Investigators suspect a huge wildfire on a Cumbrian fell could have been started deliberately – while the countryside manager who raised the alarm has praised the rapid response of firefighters.

More than 40 firefighters and mountain rescuers from across the county spent more than five hours tackling the Borrowdale blaze.

A police helicopter from Newcastle was also sent to the scene while the National Trust had a second helicopter on standby ready to douse the flames from the air.

A fire chief said that firefighters and mountain rescuers were met with a wall of flames up to a mile wide when they scaled the moorland.

Many walked up wearing specialist backpacks and equipment used to tackle wildfires. Others were taken up by a farmer on his quad bike.

The blaze spread across 10,000 square metres of grass and gorse – around the size of 10 football pitches – on Grange Fell, between Watendlath and Rosthwaite.

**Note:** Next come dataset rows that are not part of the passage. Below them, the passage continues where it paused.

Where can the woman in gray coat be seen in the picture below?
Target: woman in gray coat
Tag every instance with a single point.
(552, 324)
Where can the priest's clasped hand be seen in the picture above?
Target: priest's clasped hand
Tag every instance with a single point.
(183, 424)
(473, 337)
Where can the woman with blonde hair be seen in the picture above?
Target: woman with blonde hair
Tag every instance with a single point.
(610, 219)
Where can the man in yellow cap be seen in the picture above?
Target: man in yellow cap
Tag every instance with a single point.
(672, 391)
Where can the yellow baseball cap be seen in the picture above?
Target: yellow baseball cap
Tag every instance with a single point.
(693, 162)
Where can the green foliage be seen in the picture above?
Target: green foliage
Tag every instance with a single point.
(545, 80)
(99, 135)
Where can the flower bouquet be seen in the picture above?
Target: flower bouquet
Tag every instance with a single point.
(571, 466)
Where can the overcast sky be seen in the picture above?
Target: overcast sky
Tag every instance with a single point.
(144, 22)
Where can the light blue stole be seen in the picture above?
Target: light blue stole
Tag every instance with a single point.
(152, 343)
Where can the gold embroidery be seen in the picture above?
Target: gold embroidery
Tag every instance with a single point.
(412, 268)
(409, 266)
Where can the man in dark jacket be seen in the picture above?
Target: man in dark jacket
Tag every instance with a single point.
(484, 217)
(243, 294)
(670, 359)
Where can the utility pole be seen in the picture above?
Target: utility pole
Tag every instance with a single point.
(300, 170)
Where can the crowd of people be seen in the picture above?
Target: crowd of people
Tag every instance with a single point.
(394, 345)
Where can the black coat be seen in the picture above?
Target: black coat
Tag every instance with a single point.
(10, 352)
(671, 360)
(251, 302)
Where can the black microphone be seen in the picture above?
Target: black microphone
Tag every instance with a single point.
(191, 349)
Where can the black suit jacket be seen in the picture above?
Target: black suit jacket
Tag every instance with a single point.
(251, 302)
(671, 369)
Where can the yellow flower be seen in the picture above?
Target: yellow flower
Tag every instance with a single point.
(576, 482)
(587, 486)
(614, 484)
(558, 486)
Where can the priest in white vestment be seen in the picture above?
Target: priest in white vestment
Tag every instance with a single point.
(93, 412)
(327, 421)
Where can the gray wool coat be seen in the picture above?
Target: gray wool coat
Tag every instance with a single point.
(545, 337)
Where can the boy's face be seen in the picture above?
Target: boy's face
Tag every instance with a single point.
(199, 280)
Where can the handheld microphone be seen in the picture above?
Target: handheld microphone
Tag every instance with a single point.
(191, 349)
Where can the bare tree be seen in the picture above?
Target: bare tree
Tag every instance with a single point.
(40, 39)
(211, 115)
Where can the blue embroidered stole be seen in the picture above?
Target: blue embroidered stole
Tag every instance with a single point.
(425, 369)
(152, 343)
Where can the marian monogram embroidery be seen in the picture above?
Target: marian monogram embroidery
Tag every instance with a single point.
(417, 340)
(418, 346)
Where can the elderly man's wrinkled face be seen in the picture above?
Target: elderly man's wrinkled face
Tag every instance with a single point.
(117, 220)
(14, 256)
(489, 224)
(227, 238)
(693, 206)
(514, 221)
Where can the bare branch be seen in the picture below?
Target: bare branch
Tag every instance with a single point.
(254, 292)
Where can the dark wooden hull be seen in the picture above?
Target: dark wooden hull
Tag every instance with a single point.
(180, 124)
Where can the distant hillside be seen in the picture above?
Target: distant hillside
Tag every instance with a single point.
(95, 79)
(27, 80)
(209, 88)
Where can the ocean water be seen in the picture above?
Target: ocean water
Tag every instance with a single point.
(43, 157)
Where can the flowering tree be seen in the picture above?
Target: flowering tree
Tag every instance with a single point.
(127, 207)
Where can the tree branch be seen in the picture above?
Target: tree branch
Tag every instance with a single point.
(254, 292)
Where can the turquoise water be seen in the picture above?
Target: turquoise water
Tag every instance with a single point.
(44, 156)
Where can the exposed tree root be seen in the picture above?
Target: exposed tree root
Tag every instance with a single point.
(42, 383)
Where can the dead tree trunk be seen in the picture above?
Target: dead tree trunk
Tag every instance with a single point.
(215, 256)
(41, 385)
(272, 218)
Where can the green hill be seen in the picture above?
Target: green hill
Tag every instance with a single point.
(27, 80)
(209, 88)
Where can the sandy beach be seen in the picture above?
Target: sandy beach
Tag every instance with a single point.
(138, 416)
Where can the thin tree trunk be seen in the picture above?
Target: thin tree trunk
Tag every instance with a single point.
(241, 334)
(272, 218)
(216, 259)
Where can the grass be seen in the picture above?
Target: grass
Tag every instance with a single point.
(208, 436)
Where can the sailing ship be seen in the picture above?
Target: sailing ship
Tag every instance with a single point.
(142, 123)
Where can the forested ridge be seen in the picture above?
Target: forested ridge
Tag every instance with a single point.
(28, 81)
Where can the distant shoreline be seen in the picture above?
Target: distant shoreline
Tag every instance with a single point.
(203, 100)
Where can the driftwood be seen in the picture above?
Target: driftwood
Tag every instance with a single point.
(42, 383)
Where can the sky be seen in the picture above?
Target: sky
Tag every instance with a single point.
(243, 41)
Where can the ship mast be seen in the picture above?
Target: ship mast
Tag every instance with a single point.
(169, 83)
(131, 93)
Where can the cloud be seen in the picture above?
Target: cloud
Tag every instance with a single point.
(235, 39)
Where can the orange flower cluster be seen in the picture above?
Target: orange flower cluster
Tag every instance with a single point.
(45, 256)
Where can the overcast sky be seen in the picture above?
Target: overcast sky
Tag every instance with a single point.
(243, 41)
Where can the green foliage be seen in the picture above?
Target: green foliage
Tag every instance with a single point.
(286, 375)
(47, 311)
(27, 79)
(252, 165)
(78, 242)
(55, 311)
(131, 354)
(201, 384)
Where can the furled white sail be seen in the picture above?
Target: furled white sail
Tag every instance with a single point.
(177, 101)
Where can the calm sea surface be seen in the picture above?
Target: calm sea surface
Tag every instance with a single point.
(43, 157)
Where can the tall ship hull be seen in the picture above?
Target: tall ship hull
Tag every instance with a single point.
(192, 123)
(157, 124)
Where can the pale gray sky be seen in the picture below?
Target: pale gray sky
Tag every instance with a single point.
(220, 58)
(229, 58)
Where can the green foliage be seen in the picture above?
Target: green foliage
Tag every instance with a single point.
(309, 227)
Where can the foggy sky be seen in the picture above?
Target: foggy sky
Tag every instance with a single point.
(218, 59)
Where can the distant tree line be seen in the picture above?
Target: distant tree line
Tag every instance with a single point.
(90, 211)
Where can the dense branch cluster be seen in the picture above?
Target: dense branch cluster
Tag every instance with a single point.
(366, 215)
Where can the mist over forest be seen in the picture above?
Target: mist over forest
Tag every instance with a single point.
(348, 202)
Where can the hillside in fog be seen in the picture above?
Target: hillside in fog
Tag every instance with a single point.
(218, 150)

Twenty-six firefighters, all trained in fighting wildfires, from five stations – Keswick, Appleby, Whitehaven, Ambleside and Windermere – were involved.

Seventeen members of Keswick Mountain Rescue Team provided support, offering local knowledge, navigation, logistics and welfare, as well as an emergency backup in the event of any injuries.

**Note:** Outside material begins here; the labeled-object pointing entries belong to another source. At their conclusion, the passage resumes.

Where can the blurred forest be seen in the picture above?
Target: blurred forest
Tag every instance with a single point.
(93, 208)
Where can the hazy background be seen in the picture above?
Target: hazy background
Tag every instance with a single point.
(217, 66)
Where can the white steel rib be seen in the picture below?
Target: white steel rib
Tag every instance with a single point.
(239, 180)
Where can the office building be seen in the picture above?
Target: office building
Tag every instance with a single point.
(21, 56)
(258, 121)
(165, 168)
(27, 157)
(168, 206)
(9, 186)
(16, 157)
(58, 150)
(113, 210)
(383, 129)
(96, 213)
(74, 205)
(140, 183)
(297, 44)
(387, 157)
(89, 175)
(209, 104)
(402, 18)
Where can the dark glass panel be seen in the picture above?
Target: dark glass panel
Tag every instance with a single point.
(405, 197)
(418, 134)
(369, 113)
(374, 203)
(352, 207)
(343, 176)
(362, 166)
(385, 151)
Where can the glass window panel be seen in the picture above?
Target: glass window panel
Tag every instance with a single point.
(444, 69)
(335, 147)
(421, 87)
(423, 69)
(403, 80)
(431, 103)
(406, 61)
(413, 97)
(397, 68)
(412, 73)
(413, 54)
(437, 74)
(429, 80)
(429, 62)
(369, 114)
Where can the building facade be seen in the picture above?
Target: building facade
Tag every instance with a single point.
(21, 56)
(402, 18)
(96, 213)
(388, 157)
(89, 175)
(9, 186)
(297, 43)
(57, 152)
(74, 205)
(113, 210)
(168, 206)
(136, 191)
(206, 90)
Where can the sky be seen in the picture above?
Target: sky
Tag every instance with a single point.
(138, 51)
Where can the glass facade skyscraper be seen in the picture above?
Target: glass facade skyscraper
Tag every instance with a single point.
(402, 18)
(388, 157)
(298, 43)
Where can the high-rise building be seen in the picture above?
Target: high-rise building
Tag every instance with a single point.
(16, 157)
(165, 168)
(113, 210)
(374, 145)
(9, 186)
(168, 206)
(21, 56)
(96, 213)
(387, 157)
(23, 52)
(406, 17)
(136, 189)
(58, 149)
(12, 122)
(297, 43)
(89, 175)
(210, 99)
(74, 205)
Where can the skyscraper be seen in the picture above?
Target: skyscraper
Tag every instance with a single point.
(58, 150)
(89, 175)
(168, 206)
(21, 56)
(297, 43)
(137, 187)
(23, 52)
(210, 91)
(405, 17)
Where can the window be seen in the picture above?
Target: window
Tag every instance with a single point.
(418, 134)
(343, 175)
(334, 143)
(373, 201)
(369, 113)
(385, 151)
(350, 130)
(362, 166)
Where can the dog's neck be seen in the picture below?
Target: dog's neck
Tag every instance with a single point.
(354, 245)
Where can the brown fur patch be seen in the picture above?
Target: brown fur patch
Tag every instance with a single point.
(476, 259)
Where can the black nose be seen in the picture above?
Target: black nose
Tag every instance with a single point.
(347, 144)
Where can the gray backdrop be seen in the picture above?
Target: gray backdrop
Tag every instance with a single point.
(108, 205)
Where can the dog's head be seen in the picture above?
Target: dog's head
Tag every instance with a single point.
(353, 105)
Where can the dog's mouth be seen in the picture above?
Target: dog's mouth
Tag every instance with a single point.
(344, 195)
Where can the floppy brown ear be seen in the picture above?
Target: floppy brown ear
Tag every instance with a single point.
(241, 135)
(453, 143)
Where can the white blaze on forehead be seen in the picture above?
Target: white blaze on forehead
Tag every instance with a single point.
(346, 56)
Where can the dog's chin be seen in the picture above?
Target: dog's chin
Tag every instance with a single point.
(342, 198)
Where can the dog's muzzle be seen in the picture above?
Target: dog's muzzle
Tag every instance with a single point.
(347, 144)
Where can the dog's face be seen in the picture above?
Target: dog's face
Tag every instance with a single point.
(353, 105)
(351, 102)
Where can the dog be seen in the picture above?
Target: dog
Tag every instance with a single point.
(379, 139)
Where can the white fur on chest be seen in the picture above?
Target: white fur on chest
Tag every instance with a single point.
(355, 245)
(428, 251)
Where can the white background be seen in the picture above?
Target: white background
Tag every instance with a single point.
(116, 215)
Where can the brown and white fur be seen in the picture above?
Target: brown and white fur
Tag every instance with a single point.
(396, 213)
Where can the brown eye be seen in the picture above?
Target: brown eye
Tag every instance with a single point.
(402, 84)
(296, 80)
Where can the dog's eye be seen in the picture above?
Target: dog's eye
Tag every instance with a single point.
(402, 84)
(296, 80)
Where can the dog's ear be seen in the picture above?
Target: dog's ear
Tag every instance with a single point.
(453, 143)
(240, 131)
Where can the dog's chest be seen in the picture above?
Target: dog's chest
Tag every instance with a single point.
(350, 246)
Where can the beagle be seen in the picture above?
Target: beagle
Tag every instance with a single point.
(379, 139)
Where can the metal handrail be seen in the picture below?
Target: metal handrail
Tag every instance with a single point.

A mountain rescue volunteer was also airlifted by the police helicopter to help plot and track the fire.

A command centre was set up at the Keswick Mountain Rescue Team base as the situation unfolded on Wednesday afternoon, co-ordinated by senior fire officer Adrian Holme.

The land is owned by the National Trust. Penny Webb, the trust’s countryside manager for the north Lakes, called 999.

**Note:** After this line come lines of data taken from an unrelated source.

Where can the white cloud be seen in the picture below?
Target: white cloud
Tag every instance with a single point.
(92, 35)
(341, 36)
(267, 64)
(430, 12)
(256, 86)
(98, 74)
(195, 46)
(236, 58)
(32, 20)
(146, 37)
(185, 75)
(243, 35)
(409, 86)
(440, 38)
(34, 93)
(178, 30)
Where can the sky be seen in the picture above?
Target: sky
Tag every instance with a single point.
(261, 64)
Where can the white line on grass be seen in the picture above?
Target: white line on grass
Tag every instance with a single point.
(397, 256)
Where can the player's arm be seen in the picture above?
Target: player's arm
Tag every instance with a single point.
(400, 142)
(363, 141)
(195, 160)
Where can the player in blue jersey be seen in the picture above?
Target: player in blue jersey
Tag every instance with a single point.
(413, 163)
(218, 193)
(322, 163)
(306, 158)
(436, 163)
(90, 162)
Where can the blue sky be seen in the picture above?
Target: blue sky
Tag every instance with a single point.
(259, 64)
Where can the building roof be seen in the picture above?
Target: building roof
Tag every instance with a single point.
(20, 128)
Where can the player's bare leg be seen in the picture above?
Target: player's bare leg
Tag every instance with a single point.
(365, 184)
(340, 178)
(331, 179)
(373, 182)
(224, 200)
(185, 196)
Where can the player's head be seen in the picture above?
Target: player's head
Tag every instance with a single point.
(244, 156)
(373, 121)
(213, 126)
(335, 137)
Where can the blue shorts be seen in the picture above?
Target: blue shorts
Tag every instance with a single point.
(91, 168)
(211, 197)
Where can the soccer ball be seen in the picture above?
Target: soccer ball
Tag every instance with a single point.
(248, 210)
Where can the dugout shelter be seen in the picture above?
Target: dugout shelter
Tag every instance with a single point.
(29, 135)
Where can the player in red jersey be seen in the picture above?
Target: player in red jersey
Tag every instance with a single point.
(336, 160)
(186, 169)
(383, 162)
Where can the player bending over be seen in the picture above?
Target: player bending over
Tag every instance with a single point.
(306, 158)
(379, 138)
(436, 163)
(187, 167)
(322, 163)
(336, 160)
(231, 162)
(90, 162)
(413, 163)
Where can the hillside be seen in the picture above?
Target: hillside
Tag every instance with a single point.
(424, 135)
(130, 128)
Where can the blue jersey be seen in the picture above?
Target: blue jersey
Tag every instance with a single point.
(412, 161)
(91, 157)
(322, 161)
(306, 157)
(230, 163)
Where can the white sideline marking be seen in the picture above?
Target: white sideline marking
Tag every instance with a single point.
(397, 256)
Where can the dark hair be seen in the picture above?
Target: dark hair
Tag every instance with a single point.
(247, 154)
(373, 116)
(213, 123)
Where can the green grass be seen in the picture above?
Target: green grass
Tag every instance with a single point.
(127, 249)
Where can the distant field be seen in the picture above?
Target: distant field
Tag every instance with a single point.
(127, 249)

Mrs Webb, who was assessing the full scale of the damage yesterday, said: “They were absolute stars and I can’t thank everyone enough for their quick reaction.

“It was me that called 999 and so I know exactly how quick the response was. I’d taken a call in our office from one of our tenants who said there was a fell fire.

“I’ve got to thank Stanley Jackson from Nook Farm in Rosthwaite too. He took some of them up on his quad bike because access and the terrain was so difficult.”

The National Trust lined up a helicopter to help if crews could not bring the blaze under control.

“A helicopter would cost around £1,000 an hour in an operation like this. If the fire had continued and we had to call it in, we as a charity would have had to foot the bill. We’re very grateful to the ground crews.”

Mr Holme, Carlisle and Eden operational commander for Cumbria Fire and Resuce Service and an advanced wildfire manager, said: “The terrain was very challenging and the scene of the fire was 20 minutes from the nearest road.

“It was very hard to reach and the crews were all specially trained and fully kitted out in the right equipment. It was very physically demanding for all involved, both the crews and the mountain rescuers who provided fantastic support.”

He added: “The cause is still under investigation but we can not rule out that it was a deliberate fire.”

Emergency services were stood down at around 7.30pm.